Philadelphia Eagles: How Their Low Profile Moves Equal a Super Bowl

TCorrespondent IIIAugust 3, 2011

FOXBORO, MA - JANUARY 02:  Ronnie Brown #23 of the Miami Dolphins carries the ball in the first half against the New England Patriots on January 2, 2011 at Gillette Stadium in Foxboro, Massachusetts.  (Photo by Elsa/Getty Images)
Elsa/Getty Images

Everywhere you turn across the spectrum of the sports media, the words "dream team" and "all in"  have been bandied about with certainty that the headlining transaction made by the Philadelphia Eagles will guarantee the acquisition of the Lombardi Trophy in February.  To the credit of the Eagles' front office, the aggression and shocking nature of these signings deserve top billing. 

However, the lower profile moves following the seismic reverberations of Nnamdi Asomugha's signing on Friday, may be the difference between the Philadelphia Eagles becoming a pretty good team or ascending to a great team in 2011.

The Eagles had a glaring need at right tackle, which needed to be shored up or else they risked leaving Michael Vick's blind side wide open to blitzes. 

Enter tackle Ryan Harris, who was set to form one of the most formidable right sides of an offensive line in all of the NFL before injuries derailed his career in Denver.  Harris looks to compete, if not have the upper hand for the starting right tackle position over King Dunlap and Austin Howard.  Barring the recovery of Winston Justice from a knee injury suffered late in the 2010 season, Harris fulfills a need in offensive line coach Howard Mudd's scheme to get smaller and more athletic along the line.

Return man Jonnie Lee Higgins is intriguing.  As a kick returner, Higgins fills a void that has been left in the special teams department for the majority of the Andy Reid era.  However, his ability as a punt returner makes for an interesting scenario concerning DeSean Jackson.  Jackson is the ultimate weapon in the return game.  However, with the signing of Higgins, Jackson may become even more of a return specialist with Reid picking his spots when to use the dynamic playmaker.

Running back Ronnie Brown, has been mired in mediocrity in Miami since coming into the league in 2005.  The Dolphins have made a single playoff appearance in Brown's six seasons in the NFL, exiting in the first round.  Brown is a great complement to starter LeSean McCoy.  However, what stands out most about this signing is that Brown is willing to share the load with a up and coming young star like McCoy in order to achieve success that he has only witnessed from the comforts of home on South Beach.

It's that factor that has made Philadelphia a premier destination for free agents in this ultra abbreviated offseason.  There is an aura around this organization that is tempting not only for the superstars, but for the role players and special teamers alike to strike while the proverbial iron is hot.  Many want to point to the magnanimous Vick as the key factor to free agents wanting to join the Eagles organization.  The answer to the free agent pilgrimage to South Philly lies deeper than one electrifying quarterback.

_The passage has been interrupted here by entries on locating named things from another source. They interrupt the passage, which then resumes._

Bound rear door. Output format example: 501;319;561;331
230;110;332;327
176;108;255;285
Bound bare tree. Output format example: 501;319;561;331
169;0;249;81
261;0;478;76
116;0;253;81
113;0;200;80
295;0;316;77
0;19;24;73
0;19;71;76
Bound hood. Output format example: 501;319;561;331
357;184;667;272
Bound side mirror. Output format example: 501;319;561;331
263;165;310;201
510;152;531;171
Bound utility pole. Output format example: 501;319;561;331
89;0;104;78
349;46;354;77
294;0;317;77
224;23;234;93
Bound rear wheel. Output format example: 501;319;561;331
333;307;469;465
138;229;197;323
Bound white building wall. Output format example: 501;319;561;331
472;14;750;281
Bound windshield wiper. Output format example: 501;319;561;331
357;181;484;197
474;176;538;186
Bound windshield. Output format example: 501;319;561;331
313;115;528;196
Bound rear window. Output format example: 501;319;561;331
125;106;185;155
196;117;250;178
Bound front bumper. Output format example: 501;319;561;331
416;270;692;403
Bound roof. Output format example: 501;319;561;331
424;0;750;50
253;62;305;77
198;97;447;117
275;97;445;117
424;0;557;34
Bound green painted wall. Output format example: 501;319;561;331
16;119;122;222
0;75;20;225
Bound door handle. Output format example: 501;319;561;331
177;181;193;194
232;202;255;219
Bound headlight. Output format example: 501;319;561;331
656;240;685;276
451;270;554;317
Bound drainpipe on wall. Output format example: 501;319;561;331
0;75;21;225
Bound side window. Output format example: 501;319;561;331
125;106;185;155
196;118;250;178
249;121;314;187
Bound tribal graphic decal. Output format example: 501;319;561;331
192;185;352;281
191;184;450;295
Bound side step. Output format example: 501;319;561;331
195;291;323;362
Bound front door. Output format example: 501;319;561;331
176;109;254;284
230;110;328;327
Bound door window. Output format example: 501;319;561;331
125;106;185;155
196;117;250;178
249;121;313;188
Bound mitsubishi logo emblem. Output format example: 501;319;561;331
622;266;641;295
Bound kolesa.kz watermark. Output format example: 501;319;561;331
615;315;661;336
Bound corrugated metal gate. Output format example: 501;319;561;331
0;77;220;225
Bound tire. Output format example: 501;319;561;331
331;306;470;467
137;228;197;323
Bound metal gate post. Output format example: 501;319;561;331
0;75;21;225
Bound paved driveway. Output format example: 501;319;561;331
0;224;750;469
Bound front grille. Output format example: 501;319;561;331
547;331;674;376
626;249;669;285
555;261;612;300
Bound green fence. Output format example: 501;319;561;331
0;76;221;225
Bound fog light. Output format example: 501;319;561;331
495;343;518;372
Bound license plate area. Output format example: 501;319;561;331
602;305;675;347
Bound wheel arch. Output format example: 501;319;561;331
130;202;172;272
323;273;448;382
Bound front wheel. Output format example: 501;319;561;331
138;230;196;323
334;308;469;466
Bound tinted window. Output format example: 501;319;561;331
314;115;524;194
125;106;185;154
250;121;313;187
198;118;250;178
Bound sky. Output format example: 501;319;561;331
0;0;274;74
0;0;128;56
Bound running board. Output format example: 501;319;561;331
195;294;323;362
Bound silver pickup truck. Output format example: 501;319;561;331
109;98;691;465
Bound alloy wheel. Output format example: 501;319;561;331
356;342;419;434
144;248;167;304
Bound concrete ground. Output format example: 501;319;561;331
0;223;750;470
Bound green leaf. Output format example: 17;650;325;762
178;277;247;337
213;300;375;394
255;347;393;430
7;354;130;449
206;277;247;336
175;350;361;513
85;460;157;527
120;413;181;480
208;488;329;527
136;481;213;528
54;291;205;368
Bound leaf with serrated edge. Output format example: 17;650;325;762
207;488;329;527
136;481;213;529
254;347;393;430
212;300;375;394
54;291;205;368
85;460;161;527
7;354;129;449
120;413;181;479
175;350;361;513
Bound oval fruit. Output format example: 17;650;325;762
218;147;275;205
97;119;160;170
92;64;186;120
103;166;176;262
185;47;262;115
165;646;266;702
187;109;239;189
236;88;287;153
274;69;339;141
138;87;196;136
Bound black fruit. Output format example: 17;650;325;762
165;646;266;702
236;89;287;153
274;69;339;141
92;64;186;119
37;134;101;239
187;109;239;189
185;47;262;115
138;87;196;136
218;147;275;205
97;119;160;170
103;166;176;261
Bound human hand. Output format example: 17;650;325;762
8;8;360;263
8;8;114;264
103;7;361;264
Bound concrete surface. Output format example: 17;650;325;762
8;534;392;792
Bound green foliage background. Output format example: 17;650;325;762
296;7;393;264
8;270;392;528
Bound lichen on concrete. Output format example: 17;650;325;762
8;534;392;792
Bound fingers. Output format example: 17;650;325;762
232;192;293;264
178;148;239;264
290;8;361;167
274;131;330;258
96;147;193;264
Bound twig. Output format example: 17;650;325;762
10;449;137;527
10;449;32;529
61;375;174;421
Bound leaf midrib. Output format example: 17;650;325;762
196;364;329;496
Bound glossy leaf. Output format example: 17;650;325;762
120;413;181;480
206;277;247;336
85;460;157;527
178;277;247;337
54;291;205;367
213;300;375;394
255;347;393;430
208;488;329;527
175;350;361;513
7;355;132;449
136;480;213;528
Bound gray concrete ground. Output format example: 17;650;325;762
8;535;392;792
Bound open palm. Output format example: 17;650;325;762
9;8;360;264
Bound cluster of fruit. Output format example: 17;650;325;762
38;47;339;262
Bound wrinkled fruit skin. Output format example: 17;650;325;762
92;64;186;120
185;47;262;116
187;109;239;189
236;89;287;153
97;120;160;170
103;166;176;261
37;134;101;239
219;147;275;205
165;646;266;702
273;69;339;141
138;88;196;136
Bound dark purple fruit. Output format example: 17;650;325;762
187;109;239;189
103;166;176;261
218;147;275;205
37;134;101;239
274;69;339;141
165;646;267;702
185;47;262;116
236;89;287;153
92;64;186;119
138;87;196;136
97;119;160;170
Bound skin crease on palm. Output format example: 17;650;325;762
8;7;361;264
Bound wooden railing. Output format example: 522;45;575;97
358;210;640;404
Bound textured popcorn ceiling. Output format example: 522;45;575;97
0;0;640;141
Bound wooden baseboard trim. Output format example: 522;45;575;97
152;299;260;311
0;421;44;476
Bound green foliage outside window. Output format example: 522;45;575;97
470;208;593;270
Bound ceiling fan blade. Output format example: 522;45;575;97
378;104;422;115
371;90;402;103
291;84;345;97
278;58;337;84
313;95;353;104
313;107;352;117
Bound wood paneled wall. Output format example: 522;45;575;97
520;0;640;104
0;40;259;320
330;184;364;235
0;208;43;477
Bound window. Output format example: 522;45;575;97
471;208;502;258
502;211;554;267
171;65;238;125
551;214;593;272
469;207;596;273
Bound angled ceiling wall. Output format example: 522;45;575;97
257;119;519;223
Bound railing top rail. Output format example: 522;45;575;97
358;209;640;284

Despite their faults, Reid and company have built an organization that has prided itself on becoming the gold standard to which other franchises would aspire to become.  The Eagles have taken that first step to walking their talk by putting their gold, silver and whatever is not nailed down at the NovaCare Complex at the center of the table and declaring that this is their sure bet, delivering on the decades-long promise of striking it rich where it counts.

It's the acquisitions of these three seemingly small cogs that may mean the difference between this team running on all cylinders en route to Indianapolis, or stalling out on somewhere between Philadelphia and Chicago.